When the developers of The Saguaro hotel just down the road from the Ace took over a rundown Holiday Inn, it was painted a dismal “GI Joe green,” says Michael von Wittenau, director of sales and marketing. The Technicolor watermelon, lime, tangerine and royal purple hues that now adorn the exterior and interior walls reference indigenous desert flowers. The Joie de Vivre-run Saguaro has also tapped into the local music scene since it opened in 2012, hosting pool parties on Coachella weekends.
The revitalization is a welcome change for younger locals, too. A few years ago, when Donovan and Molly Funkey moved to Palm Springs to help Donovan’s parents run their two restaurants, they saw a need for a watering hole between pricey hotel bar and local dive. The couple opened Bar, a laid-back downtown joint that serves craft cocktails and hosts local musicians and DJs.
“When we first got here it was a little tough. There wasn’t a lot for young people,” says Molly, 26, as she hustles around the bar in a black leather jacket, serving locals and out-of-towners.

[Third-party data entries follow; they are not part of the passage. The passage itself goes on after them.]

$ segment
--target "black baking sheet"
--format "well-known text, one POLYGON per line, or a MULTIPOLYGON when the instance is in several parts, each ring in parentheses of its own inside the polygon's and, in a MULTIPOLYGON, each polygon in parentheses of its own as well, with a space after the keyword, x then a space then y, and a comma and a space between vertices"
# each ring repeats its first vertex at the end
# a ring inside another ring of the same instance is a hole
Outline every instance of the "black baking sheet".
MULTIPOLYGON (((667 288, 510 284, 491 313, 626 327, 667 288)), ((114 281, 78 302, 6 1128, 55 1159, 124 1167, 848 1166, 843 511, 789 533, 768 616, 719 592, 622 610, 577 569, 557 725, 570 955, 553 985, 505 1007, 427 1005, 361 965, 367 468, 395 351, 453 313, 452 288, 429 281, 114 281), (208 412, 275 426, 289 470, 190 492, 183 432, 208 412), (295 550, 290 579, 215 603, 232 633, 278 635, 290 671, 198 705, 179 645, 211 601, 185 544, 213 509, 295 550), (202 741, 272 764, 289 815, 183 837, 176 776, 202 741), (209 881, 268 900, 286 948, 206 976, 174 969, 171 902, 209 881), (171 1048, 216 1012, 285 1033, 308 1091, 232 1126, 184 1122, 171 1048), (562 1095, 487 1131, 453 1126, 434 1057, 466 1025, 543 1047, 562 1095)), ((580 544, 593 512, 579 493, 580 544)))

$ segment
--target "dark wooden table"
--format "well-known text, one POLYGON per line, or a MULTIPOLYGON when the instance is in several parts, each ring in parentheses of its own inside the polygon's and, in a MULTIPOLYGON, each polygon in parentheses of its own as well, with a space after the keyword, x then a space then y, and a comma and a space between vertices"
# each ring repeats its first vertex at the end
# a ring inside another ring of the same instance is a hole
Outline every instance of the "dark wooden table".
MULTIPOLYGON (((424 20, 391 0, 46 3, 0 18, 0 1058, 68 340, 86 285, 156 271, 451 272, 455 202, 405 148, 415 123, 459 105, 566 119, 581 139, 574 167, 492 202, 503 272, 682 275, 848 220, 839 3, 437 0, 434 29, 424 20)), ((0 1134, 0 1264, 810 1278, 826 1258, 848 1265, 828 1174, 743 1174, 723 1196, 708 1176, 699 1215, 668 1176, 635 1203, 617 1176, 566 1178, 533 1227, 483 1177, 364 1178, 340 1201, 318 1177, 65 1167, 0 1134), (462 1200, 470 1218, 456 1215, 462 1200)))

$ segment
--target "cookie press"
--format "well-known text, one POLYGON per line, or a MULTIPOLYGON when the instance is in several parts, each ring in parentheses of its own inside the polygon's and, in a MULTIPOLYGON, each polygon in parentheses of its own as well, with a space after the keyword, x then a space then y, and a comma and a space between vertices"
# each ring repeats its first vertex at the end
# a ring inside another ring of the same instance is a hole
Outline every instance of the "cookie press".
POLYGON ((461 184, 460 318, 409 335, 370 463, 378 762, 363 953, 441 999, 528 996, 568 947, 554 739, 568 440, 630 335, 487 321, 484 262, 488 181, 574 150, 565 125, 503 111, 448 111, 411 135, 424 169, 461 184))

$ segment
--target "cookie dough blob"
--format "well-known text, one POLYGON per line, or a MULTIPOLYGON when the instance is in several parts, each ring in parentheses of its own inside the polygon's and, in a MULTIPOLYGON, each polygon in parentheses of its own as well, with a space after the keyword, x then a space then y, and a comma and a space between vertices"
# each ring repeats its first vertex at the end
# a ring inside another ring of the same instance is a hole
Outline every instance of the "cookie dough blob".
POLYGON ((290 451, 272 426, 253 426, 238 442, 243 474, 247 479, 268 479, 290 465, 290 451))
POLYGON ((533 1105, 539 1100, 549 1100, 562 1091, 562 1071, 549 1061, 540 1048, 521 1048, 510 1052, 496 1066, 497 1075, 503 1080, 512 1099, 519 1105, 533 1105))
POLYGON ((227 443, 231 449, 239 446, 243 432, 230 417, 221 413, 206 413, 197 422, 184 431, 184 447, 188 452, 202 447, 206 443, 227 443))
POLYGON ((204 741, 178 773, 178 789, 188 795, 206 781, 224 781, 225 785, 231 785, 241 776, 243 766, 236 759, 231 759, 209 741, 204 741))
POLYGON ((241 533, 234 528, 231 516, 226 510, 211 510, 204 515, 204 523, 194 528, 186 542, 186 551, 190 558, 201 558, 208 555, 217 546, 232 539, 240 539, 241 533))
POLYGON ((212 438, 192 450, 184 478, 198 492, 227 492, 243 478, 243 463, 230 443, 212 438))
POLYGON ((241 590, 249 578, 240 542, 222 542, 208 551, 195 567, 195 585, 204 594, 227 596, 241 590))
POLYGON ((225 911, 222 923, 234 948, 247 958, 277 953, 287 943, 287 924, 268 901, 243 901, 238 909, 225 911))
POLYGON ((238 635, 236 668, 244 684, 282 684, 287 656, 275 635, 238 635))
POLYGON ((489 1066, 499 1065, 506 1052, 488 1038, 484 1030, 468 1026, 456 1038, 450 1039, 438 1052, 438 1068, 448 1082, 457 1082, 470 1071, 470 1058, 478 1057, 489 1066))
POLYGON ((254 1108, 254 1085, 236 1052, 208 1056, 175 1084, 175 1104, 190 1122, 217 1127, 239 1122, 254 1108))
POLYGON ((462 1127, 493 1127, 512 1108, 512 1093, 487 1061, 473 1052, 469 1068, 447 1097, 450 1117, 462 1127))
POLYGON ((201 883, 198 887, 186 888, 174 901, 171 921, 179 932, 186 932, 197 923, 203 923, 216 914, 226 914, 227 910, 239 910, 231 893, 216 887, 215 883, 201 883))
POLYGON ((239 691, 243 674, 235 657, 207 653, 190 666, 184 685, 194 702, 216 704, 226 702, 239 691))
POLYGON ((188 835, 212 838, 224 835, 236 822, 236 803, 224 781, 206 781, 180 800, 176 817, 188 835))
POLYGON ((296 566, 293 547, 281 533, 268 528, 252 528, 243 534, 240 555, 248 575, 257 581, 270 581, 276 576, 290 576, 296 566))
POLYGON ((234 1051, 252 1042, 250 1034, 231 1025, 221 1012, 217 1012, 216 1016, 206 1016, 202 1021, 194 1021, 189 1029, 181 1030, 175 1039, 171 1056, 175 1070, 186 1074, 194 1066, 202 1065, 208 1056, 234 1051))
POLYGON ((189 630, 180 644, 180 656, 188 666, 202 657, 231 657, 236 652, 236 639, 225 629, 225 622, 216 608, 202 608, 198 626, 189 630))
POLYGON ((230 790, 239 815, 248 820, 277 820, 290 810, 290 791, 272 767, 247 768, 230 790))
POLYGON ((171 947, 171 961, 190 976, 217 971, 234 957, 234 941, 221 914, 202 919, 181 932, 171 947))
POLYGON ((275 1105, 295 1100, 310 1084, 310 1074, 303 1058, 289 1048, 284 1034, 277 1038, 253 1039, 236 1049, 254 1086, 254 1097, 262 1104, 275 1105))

Now, she says, “more stuff is happening.”
If you go
Where to stay: The Ace Hotel & Swim Club (760-325-9900; acehotel.com/palmsprings), a revamped former Howard Johnson motel, is now a bohemian haven with a buzzing pool scene. Rates: $279-$649. The Korakia Pensione (760-864-6411; korakia.com) is a Moroccan- and Mediterranean-inspired enchanted garden tucked at the base of the panoramic San Jacinto Mountains. Rockers with a more ethereal bent have been known to rent out the hotel for Coachella weekends. Rates: $200-$900. Bedecked in a rainbow of Technicolor hues, The Saguaro (877-808-2439; jdvhotels.com/hotels/california/riverside-hotels/the-saguaro-palm-springs) is a rehabbed atomic-age motel with sprawling grounds that pop against the desert landscape. Rates: $160-$250.
Where to eat: Tinto, Iron Chef Jose Garces’s restaurant at the Saguaro, focuses on sophisticated tapas and small plates from the Basque region of Spain. An added bonus is the option to drink and dine poolside at your own personal firepit. Plates: $8-$26. Seemingly all of Palm Springs brunches on fresh, seasonal fare at Cheeky’s, an airy downtown spot. Entrees: $9-$14. Workshop Kitchen + Bar continues the farm-to-table and small plates trend in an industrial-chic space set off from the main drag. Entrees: $9-$39. The preferred caffeine stop for locals, Koffi serves up organic coffee and homemade pastries at two Palm Springs locations.
Where to drink: A funky downtown lounge, Bar (760-537-7337; barwastaken.com) serves reasonably priced craft cocktails to locals and visitors alike. The dungeon-like bar at the Ace Hotel, the Amigo Room (760-325-9000; acehotel.com/palmsprings) opens onto the pool and offers specialty cocktails and a rotating menu of craft beers. Toucans Tiki Lounge (760-416-7584; toucanstikilounge.com) is a Palm Springs institution popular with gay, straight, young and old crowds.